Truck pushes like a tank as long as its got traction and best of All with very little if any throttle.
My 460 Always needed throttle and man was it Cold Blooded


----------



## Rex in OTZ (Nov 3, 2010)

Im in Kotzebue Alaska 28 miles above the arctic circle on the northwest coast, our streets and roads are hardpacked starting in November and will last till late April when they blade off rotten snow for the spring thaw.
Sometimes the airport ramp can actually have as much as 1/2" to 3/4" of clear ice.
This happens when its hard packed and we get a warm snap and the rain turns that hps to clear ice.
Already thinking about aquiring some studded tires.
So far we had temps drop to -32°F and blow causing a very hard almost tempered/hardended snow drift's that the F350 just bounces off of, two weeks later it actually was raining (35°F)
Fresh poof snow is nothing, snow wet by sleet then crusted at -9°F can be a real challange.

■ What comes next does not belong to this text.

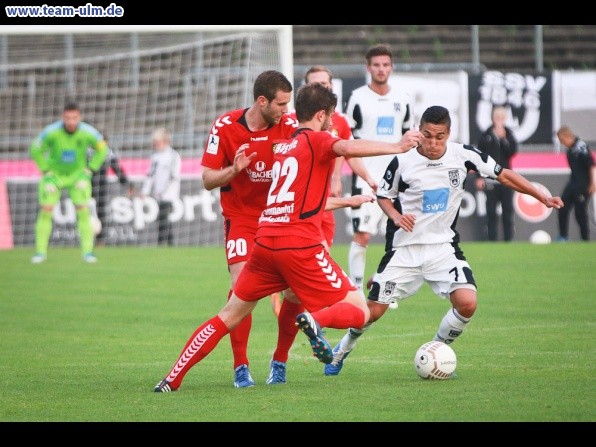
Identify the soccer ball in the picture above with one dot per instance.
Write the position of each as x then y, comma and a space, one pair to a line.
540, 237
96, 225
435, 360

The 4x4 high range does work with an error 'Service Avancetrac' which started last summer after only 30 miles of dry street 2 wheel driving.
Local auto shop scanned the truck and they think its a programming issue, the problem is getting the Ford Dealer to authorize warrenty work.
The Dealership is located in Anchorage (546miles away)
From what I understand, the advancetrac is disabled in 4 low.
I have traction issues in 4 high.
The service advancetrac also shows in 2 wheel drive.


----------



## Randall Ave (Oct 29, 2014)

Your dropping power or ground under a load. You need to check your power supply to the module and controller with a test light, not an LED. I use a head lamp bulb so it puts a load on the circuit. There's a tutorial here for no power to controller.


----------



## SHAWZER (Feb 29, 2012)

Shut off Traction Control and Advancetrac when plowing snow .


----------



## Rex in OTZ (Nov 3, 2010)

WIPensFan said:


> Sounds like your truck is broken. You're sure it's going into 4HI??
> Show me a video of the conditions you're plowing in and examples of the truck getting pushed around or not hooking up in the front.


----------



## WIPensFan (Jan 31, 2009)

Rex in OTZ said:


> View attachment 228507


Thanks. Looks cold. I'm really sorry you're having problems with your truck. I hope you can get it figured out soon!


----------



## Hydromaster (Jun 11, 2018)

I find it’s much harder to keep traction in 4lo

what kind of weight do you have in the box
Other than snow?


----------



## Rex in OTZ (Nov 3, 2010)

Its a flatbed with a maxon lift gate.
No ballast weight.


----------



## Randall Ave (Oct 29, 2014)

Steel lift gate should be around 400 Lbs. Depending on the size/model. Are you sure you're truck is going into 4 wheel In high range?


----------



## Rex in OTZ (Nov 3, 2010)

The Kotzebue 4x4 test, park at stop sign with a incline, switch to 2 wheel drive and see it it can haul itself up onto a main road.
Usually 2 wheely drive wont move up the incline on hardpack snow slicked up by taxi cab launches.
Switch to 4 high and try again.
4 high will pull the truck up the incline the 2 wheel drive mode wouldnt, switching to 4 low you go into granny gear where even folks walking by can outpace you.


----------